Paul and I set out to test the prediction error hypothesis in humans using functional neuroimaging, drug models, and patient studies. We found a brain signal for prediction error during belief updating. We found that patients with first episode psychosis did indeed evince aberrant prediction errors which correlated with the severity of their delusions, and that acute ketamine induced psychosis and aberrant prediction errors.

Building a Lab

At Yale, I have been fortunate to be able to continue that work with John Krystal, and to complete a revolution of translation; from ideas inspired by animal studies, through patient work, and now back into animals, under the mentorship of Jane Taylor. I have also been fortunate to learn from and work with Ralph Hoffman (now sadly deceased) and Al Powers, extending the conditioning account to hallucinations with some success.

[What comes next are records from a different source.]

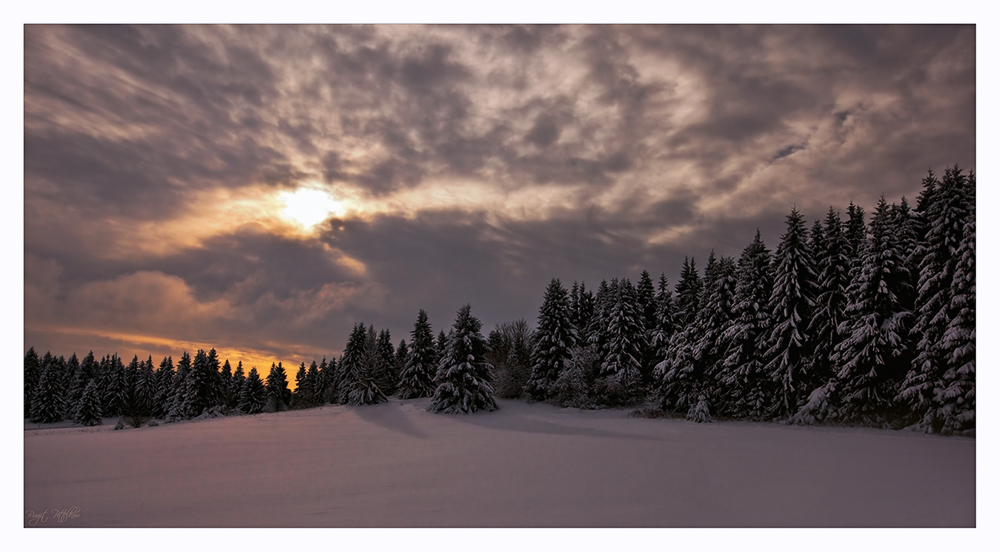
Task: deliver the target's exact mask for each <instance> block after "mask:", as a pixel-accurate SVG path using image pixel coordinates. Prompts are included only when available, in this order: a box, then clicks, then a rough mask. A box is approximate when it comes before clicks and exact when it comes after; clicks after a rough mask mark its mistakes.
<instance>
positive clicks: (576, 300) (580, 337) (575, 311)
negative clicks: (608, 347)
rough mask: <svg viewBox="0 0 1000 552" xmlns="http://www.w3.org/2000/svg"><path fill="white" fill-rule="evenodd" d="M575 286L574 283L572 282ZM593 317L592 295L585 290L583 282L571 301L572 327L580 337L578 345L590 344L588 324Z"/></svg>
mask: <svg viewBox="0 0 1000 552" xmlns="http://www.w3.org/2000/svg"><path fill="white" fill-rule="evenodd" d="M573 285H574V286H575V285H576V282H573ZM593 317H594V293H593V292H591V291H588V290H587V286H586V284H585V283H584V282H580V287H579V289H578V290H577V294H576V296H575V298H574V299H573V301H572V320H571V322H572V323H573V327H574V328H576V331H577V334H578V335H579V337H580V343H589V342H590V324H591V319H592V318H593Z"/></svg>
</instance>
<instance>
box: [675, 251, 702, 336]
mask: <svg viewBox="0 0 1000 552" xmlns="http://www.w3.org/2000/svg"><path fill="white" fill-rule="evenodd" d="M701 288H702V282H701V277H700V276H698V270H697V269H696V268H695V264H694V259H688V258H687V257H684V265H683V267H682V268H681V279H680V281H678V282H677V287H676V288H675V290H674V292H675V293H676V294H677V303H676V304H677V321H678V323H679V324H680V326H681V327H686V326H688V325H689V324H691V323H693V322H694V318H695V316H697V314H698V309H699V307H700V304H699V300H700V298H701Z"/></svg>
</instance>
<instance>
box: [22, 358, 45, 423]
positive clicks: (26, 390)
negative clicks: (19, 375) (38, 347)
mask: <svg viewBox="0 0 1000 552" xmlns="http://www.w3.org/2000/svg"><path fill="white" fill-rule="evenodd" d="M41 373H42V369H41V363H40V361H39V359H38V353H36V352H35V348H34V347H30V348H29V349H28V352H27V353H25V354H24V417H25V418H30V417H31V398H32V397H33V396H34V394H35V387H37V386H38V378H39V377H40V376H41Z"/></svg>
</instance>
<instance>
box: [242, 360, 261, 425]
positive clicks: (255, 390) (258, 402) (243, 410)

This work has contributed to the development of predictive coding theory – the idea that the brain and mind work by making predictions and minimizing prediction errors. We have applied it to explain a variety of symptoms of mental illness. We have shown that people form delusions under the influence of an errant learning signal in their brains, that drives them to attend to and learn about merely coincident stimuli, thoughts, and percepts, and imbue them with delusional meaning and significance. More recently this has expanded into the predictive coding account of psychosis, which seeks to explain hallucinations too, not solely in terms of prediction errors but also errant perceptual predictions.

We are trying to make this work practically useful in the clinic– relating the brain signals and behaviors to treatment effects (both current and novel, for example Julia Sheffield is testing whether volatility beliefs and prediction errors change with a CBT intervention that targets worry, with promising initial results), and, more broadly, trying to render psychotic symptoms more relatable and understandable by studying them alongside psychosis-like phenomena in the general population.

Founding Tetricus & Personily

I am very proud of the practical, clinical, experiments we are doing in the lab.

But they aren’t happening quickly enough.

Funding cycles are long and even with a dense network of collaborators we aren’t able to complete the studies quickly enough on big enough samples of people.

I co-founded Tetricus (Personily’s parent company) to bring insights from my lab to the clinic – to help patients in need — more quickly

Leveraging tools from the tech industry, and the power of big data, combined with the insights into brain and behavior from my lab and beyond, we are learning how profiles of patients differ, so we can ultimately move psychiatry towards providing more nuanced diagnoses and treatment recommendations, and increase awareness and understanding of people’s challenges and strengths when it comes to mental health.

When I tell people about my work in the lab, it seems to resonate – to help them understand themselves differently. This is why Lindsay, Lois and I created Personily; to share the cutting-edge science of mental health and brain function directly with individuals that can use it in their own lives, immediately. This is, indeed, the shortest “bench to bedside” cycle one can achieve.